CC2K

The Nexus of Pop-Culture Fandom

Hard Bitten by Chloe Neill and the Case of the Backseat Writer

Written by: Beth Woodward, CC2K Books Editor


I just finished reading Chloe Neill’s Hard Bitten, the fourth book in her Chicagoland Vampires series.  I have enjoyed the series since I first read Some Girls Bite in late 2009, and I think the books keep getting stronger and stronger.  I love how Merit’s character has grown and evolved, has reluctantly come to accept and embrace her vampiric nature.  And the ending…it packs a punch.  

Neill took a risk with this book that not many authors would be willing to take, and not surprisingly the responses are all over the place.  But what surprised me is how many people were saying things—even on Neill’s own blog—along the lines of “You shouldn’t have done _____,” or “You need to do _____ in the next book.”

I think, in this age of media saturation, the distinction between “reader” and “writer” has been blurred quite a bit.  Certainly, many readers are also writers, and all writers (I hope) are also readers.  Fan fiction has become more popular—and certainly more accessible—in recent years, and readers can go onto Amazon or Goodreads (or, if they’re more ambitious, start a blog of their own) to give their opinions on their favorite books.  For the most part, I think this is a good thing.  Reading is a very solitary activity, but the internet has given us book geeks a community of people who share the same interests.  In addition, it’s also given readers much quicker and easier ways to connect with authors they love.  In the past, readers who wanted to contact an author were usually forced to write to the publisher and hope the publisher would pass their letter along to the writer and that the writer would response.  No more.  Twitter, Facebook, websites, author blogs—these authors can be your cool cyberspace pals.

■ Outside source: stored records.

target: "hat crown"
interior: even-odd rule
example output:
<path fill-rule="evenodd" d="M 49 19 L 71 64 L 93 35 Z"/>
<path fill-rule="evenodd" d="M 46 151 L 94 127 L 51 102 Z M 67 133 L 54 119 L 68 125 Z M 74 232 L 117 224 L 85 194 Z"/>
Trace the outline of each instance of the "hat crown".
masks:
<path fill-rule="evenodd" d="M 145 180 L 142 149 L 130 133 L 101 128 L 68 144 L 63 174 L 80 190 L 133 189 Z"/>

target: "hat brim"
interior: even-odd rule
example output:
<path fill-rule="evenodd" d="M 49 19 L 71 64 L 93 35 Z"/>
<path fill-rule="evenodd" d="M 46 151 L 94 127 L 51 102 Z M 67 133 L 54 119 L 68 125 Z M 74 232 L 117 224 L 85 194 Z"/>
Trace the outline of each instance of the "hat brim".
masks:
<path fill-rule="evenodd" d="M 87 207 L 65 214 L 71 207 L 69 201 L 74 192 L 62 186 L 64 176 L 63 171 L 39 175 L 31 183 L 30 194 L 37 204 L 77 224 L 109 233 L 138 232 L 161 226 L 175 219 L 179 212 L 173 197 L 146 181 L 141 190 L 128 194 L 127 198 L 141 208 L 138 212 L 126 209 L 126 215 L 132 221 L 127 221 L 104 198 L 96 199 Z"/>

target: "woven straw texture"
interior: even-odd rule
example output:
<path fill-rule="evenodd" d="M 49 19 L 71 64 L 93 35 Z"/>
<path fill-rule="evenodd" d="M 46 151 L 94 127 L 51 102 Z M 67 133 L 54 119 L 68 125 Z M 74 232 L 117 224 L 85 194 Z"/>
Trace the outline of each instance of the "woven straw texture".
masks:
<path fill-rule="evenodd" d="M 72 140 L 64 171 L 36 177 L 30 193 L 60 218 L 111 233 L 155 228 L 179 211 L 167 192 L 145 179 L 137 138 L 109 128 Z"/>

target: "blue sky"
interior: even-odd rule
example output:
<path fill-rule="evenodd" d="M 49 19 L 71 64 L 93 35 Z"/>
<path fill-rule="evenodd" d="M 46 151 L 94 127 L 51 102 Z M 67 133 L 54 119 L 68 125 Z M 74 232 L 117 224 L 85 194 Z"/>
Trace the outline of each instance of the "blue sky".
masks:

Except it also means many readers forget one very important thing: you are not the writer.

Period.  The reader doesn’t control the book; the writer does.  And I think this failure to distinguish the role of the producer from the role of the consumer is happening—again, as a result of the instantaneousness of cyberspace—with all entertainment mediums.  One only has to think of the backlash over LOST’s ending last year, all the “It shouldn’t have ended this way; it should have ended THAT way” comments from viewers to know what I’m talking about.  But unless your name was Damon Lindelof or Carlton Cuse, you didn’t get to make that decision.

But the fervor over Neill’s book reminds me a bit of the plot of Stephen King’s Misery.  In that case, an obsessed fan/killer nurse kidnapped the author of her favorite series after an automobile accident and demanded that he write another novel in the series resurrecting the main character.  She keeps him drugged and immobilized until he obliges.  In the movie adaptation, one of the most memorable scenes was the “hobbling”; in the book, she actually cuts off his foot.

Admittedly, none of the responses I’ve seen to Hard Bitten seem quite so…sociopathic.  On the other hand, if I were Neill, I’d be a bit worried if I had a car accident or ran into anyone resembling Kathy Bates.

On some level, I understand.  As an avid reader, I frequently become emotionally attached to the characters in my favorite fiction.  And since I’m generally a fan of the happy ending in my fiction, I want these characters to end up happy and healthy.  But since I’m the reader, not the writer, that’s not always up to me.

Does that mean I agree with or like every choice authors make—even authors I already like?  No, of course not.  But as a reader, they’re not my choices to make.  I have two options: either I like the book, or I don’t.  When it’s an ongoing series, I have one more option: either I keep reading, or I don’t.  And there are definitely series I’ve given up altogether because I don’t like the direction that they’re going in.

But I have a little more faith in Neill than that.  The Chicagoland Vampires series has been one of the most consistently entertaining in urban fantasy for four books now, and I’ll be waiting anxiously for the release of Drink Deep in November to find out what happens.

But wherever Neill decides to take it, it’s not my job to rewrite it.